06-Preprocessing.Rmd

# Preprocessing of dataset { #preprocess }

## Preprocessing for RNA Velocity

There are three options we have tried (more exist, e.g., kallisto bustools):

- [velocyto.py](http://velocyto.org): the earliest software for this purpose. 
  Generally not computationally efficient, possible due to written in Python. 
  For unknown reason, the proportion of unspliced RNA is unrealisticly high for
  5' 10x Genomics data.
- [dropEst](https://dropest.readthedocs.io): as implemented in C/C++, it is much
  more efficient. It also returns more reasonable proportion of unspliced RNAs 
  for 5' 10x Genomics data
- [STAR-solo](https://github.com/alexdobin/STAR/blob/master/docs/STARsolo.md):
  new extension for the popular STAR. Benefits: efficient and one step for reads
  alignment and counting of unspliced RNA (**Recommended option**)
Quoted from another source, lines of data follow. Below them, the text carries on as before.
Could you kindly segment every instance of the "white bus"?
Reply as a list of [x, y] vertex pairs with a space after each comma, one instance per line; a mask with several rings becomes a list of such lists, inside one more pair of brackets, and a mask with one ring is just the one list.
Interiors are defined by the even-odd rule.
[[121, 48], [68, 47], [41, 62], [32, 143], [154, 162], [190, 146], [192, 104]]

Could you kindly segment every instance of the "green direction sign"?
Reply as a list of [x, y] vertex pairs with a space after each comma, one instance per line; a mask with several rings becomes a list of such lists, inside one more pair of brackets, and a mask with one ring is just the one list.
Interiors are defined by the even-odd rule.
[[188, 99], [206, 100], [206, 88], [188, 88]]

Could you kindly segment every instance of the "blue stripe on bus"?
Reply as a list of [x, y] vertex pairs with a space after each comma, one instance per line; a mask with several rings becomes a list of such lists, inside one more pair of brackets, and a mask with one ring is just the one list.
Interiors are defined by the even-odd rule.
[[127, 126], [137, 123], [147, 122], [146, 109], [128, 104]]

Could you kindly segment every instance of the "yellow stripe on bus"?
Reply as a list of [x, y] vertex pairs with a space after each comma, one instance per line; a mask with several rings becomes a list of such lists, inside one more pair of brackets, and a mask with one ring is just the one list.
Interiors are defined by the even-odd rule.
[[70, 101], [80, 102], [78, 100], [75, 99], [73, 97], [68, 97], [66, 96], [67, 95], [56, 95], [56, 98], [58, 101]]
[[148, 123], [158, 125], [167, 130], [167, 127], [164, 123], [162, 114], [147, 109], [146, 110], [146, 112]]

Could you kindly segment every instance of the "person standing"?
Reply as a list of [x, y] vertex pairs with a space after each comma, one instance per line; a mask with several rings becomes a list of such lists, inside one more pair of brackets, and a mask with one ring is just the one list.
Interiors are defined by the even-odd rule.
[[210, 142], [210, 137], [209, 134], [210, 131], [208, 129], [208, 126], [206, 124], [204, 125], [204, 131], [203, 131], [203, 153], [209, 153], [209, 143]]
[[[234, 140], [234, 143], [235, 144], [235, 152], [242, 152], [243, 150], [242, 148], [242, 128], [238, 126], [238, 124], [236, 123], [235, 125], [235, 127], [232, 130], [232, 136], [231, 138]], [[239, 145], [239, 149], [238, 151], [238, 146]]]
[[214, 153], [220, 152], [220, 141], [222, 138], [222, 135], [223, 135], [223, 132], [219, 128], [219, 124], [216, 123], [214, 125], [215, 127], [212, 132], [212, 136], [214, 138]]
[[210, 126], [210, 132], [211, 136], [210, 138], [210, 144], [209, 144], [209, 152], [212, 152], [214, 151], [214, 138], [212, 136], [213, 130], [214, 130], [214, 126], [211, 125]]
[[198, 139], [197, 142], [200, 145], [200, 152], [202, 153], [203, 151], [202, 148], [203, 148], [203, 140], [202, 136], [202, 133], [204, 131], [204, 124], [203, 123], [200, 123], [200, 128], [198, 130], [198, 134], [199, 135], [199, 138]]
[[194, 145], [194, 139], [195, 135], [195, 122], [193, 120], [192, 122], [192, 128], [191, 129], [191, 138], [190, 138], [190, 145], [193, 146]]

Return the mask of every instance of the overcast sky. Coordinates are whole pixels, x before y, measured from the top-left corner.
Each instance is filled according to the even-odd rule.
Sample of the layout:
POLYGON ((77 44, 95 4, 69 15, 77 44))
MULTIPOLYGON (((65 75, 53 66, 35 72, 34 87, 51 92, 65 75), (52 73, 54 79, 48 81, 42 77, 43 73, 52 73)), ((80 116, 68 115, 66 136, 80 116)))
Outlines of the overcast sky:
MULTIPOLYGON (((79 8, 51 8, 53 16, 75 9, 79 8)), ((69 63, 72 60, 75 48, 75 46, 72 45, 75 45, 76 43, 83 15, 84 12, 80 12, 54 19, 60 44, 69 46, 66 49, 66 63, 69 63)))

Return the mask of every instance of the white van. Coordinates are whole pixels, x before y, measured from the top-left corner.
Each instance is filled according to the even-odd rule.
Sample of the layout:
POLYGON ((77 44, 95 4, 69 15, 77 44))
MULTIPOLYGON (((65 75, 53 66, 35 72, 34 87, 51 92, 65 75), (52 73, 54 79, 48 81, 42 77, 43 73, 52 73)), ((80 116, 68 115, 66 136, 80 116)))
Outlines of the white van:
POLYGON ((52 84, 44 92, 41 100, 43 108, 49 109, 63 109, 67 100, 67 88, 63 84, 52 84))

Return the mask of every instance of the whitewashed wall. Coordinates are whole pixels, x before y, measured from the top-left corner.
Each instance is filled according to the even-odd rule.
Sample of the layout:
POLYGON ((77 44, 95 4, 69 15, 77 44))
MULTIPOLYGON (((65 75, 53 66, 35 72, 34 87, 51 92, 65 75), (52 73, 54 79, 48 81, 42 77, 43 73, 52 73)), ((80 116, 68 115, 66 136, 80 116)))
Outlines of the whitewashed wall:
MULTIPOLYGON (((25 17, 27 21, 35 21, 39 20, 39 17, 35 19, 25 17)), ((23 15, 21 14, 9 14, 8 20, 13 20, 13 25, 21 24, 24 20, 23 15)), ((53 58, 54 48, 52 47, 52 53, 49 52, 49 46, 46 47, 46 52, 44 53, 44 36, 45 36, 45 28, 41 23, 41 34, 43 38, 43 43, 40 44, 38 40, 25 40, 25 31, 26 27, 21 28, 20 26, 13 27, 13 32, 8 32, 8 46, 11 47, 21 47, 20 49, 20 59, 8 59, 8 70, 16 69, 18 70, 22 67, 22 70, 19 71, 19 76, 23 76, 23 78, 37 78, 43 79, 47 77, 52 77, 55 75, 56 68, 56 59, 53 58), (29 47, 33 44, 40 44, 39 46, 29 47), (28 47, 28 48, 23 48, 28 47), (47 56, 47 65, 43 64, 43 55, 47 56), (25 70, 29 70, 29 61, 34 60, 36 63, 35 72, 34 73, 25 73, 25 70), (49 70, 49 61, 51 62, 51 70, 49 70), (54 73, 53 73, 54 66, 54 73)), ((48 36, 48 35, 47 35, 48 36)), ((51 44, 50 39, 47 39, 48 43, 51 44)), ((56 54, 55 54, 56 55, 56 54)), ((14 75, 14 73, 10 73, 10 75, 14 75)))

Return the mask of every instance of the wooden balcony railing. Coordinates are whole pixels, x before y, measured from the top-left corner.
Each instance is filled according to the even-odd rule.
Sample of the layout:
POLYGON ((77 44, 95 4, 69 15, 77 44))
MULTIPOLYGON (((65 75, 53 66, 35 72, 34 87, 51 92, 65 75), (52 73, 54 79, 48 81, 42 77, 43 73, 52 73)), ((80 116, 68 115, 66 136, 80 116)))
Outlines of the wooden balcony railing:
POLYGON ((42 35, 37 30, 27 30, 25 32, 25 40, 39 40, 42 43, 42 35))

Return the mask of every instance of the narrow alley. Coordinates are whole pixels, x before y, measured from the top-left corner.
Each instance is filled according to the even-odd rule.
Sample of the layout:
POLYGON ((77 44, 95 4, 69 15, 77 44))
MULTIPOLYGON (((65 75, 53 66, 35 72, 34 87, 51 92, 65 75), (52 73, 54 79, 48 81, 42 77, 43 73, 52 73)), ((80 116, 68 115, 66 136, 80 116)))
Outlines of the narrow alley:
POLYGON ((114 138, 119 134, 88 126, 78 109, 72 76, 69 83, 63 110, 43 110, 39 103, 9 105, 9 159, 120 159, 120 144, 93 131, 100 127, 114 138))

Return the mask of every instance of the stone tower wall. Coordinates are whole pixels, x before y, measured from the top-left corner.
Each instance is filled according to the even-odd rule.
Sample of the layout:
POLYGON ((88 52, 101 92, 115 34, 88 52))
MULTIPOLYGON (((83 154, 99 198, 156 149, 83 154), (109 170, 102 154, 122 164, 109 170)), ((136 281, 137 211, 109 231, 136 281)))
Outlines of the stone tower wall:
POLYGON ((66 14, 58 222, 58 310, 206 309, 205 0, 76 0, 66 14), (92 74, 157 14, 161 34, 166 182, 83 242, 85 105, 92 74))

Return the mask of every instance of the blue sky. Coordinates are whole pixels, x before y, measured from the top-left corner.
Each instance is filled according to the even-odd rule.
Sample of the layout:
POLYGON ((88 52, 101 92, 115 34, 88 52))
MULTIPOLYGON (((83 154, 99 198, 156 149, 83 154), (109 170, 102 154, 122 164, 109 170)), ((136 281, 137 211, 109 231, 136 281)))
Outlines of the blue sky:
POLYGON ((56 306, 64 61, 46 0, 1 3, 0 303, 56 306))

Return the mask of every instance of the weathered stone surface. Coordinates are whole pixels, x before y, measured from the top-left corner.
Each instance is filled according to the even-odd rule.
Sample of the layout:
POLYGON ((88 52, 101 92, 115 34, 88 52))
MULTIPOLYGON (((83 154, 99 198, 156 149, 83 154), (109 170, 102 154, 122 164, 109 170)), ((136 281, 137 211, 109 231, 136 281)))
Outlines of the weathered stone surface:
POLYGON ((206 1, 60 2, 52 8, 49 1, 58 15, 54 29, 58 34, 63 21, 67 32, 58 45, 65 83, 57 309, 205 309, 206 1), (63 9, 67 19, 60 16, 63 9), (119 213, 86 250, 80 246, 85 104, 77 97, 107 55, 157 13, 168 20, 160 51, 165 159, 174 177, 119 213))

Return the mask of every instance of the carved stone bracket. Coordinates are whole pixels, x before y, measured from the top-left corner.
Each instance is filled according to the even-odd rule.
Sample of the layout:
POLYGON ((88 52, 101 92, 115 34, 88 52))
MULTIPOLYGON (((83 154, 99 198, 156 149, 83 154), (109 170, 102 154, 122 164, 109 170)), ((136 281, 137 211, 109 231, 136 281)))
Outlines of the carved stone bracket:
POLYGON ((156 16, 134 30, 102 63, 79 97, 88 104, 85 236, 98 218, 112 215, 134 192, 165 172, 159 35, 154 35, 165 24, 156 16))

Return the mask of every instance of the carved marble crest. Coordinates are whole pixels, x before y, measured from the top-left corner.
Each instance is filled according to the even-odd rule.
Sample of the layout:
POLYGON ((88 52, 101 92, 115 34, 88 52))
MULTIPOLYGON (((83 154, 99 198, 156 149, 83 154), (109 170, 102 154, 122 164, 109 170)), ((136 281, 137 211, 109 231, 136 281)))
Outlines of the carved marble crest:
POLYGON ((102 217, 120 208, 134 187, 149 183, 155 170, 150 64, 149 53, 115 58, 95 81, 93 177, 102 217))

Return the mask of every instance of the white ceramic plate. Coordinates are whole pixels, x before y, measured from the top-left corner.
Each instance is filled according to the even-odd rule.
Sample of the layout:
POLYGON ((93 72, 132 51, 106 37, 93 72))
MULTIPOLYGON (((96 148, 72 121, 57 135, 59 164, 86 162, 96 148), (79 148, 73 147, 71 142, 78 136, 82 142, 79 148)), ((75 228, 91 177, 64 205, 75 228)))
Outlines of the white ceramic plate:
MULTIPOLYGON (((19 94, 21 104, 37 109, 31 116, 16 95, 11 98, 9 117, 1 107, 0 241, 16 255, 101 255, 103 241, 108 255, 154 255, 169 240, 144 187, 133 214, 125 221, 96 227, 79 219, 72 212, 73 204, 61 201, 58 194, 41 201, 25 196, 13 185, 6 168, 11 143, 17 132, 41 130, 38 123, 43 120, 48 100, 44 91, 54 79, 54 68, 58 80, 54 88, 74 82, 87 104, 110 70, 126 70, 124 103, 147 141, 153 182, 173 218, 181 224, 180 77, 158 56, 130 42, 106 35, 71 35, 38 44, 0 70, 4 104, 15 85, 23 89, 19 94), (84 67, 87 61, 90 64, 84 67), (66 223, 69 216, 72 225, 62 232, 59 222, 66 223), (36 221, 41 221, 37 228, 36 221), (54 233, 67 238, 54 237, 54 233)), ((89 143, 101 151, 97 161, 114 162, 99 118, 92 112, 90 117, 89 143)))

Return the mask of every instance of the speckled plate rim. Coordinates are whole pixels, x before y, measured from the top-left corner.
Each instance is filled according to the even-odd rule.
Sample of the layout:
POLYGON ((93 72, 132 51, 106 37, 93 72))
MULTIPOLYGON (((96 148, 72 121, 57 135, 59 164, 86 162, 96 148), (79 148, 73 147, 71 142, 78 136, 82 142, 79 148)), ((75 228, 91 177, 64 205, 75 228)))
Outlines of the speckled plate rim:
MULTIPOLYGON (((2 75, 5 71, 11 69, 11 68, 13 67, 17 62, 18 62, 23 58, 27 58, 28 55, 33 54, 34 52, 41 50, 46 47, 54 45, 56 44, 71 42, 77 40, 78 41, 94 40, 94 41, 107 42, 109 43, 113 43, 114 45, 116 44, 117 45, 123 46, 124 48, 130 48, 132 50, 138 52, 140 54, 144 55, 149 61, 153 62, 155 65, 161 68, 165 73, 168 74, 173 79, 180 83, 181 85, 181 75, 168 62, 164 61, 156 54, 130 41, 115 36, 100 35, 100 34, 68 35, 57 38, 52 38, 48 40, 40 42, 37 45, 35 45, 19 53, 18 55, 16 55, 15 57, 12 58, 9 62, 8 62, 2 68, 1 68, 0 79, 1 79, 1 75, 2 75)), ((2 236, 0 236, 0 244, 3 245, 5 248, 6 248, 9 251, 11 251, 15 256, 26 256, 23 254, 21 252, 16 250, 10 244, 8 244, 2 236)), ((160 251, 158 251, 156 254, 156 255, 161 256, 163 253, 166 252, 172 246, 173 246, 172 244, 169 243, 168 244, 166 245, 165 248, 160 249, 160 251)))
**Please always read the manual of a specific software you are using.**

In this tutorial, we would take the Pancreas dataset used in scVelo paper for example, show how to retrieve the fastq dataset from NCBI, process using cellranger, velocyto or dropest to obtain the spliced and unspliced count matrices for RNA velocity estimation.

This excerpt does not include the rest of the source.